R. Por supuesto, porque la vida es química. Cuando entendemos las bases químicas de las enfermedades, automáticamente podemos concebir estrategias químicas para corregirlas. No hay duda de que esto se puede aplicar a enfermedades hereditarias y al envejecimiento. Obviamente, cuando aprendamos a prevenir el envejecimiento crearemos nuevos problemas para la sociedad. Pero la respuesta a la pregunta es sí. El hecho esencial es que todo en la vida es química y todas las enfermedades reflejan una distorsión de la química. Encontraremos medios químicos para corregirlas. Esto no ocurrirá pronto, y quizá no ocurra a lo largo de nuestra vida, pero algún día ocurrirá.

P. Casi todas sus investigaciones han sido financiadas por los institutos nacionales de la salud de EE UU. ¿Qué opina del papel de las grandes farmacéuticas?

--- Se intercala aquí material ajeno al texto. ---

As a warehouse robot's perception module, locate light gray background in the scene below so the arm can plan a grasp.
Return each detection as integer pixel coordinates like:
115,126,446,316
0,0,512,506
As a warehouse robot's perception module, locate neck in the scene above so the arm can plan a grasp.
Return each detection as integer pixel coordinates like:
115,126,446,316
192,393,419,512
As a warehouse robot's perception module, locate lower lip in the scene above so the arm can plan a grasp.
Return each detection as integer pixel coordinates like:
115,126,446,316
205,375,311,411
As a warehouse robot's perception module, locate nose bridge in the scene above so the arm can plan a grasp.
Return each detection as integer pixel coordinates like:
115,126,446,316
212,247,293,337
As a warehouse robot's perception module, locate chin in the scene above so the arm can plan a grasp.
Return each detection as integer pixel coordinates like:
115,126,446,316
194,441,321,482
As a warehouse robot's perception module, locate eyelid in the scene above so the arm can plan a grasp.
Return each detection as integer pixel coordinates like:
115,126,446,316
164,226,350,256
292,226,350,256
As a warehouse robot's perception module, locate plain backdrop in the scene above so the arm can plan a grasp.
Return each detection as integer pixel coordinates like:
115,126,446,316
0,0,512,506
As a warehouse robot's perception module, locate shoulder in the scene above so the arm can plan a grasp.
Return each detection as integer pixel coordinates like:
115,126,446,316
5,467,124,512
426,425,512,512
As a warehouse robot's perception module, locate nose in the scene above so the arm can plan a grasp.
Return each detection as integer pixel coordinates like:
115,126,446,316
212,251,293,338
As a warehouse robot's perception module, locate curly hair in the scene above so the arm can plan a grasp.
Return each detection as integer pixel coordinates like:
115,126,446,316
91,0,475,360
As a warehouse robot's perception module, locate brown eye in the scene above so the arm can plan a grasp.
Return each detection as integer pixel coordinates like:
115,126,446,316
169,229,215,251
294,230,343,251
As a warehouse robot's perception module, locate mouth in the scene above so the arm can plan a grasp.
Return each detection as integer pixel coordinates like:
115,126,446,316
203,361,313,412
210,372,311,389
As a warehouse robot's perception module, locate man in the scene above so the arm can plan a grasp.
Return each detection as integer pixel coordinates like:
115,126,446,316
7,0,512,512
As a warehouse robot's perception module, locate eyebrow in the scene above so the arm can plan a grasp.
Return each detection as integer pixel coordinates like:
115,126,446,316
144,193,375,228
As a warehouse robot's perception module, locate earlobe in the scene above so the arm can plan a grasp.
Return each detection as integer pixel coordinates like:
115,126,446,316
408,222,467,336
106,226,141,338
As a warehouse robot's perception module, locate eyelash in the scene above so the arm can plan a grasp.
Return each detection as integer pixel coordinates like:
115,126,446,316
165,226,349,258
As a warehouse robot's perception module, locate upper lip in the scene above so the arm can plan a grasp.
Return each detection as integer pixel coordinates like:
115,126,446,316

R. Es un error pensar que las farmacéuticas pueden sustituir a la investigación con fondos públicos. Nuestra investigación es básica, en el sentido de que está movida por la curiosidad sobre la naturaleza, sin saber dónde te va a llevar. Un descubrimiento, por definición, no se puede predecir. Nunca descubres algo intencionadamente. Descubres cosas intentando comprender la naturaleza. Y estos descubrimientos son la única base para el avance de la medicina. Lo que distingue a la iniciativa académica de la farmacéutica es que la primera no está orientada a unos objetivos. Esa es la esencia de la investigación académica. Las farmacéuticas, por otro lado, no pueden justificar una inversión en algo que no tiene unos fines obvios. Una empresa no puede invertir dinero para hacer algo que quizá nunca tenga un beneficio. Es imposible.

P. ¿Y los académicos?

R. Los académicos se arriesgan, intentan hacer cosas que pueden conducir a algo o no. Y te la juegas, porque si no llegas a nada puedes perder tu posición académica. Las farmacéuticas son alérgicas al riesgo por naturaleza. Los negocios evitan los riesgos. Otra diferencia es la escala de tiempo. No sabes cuánto tiempo necesitarás. Muchas investigaciones requieren décadas. Yo nunca he hecho nada en menos de 20 años. Y cada vez más, desafortunadamente, los gestores de las farmacéuticas tienen que informar de sus beneficios cada tres meses. ¿Qué consejero delegado va a decirle a su junta directiva que la empresa ha hecho una gran inversión en investigación que puede no llevar a nada y que requerirá 20 años? Y, al mismo tiempo, sin ese tipo de investigaciones las farmacéuticas no tienen nada. Mi mensaje fundamental es que el Gobierno, en representación de los ciudadanos, tiene que apoyar las investigaciones que impliquen riesgos y puedan requerir mucho tiempo. Básicamente, esa es la única solución para problemas como las infecciones, las enfermedades genéticas y el cáncer.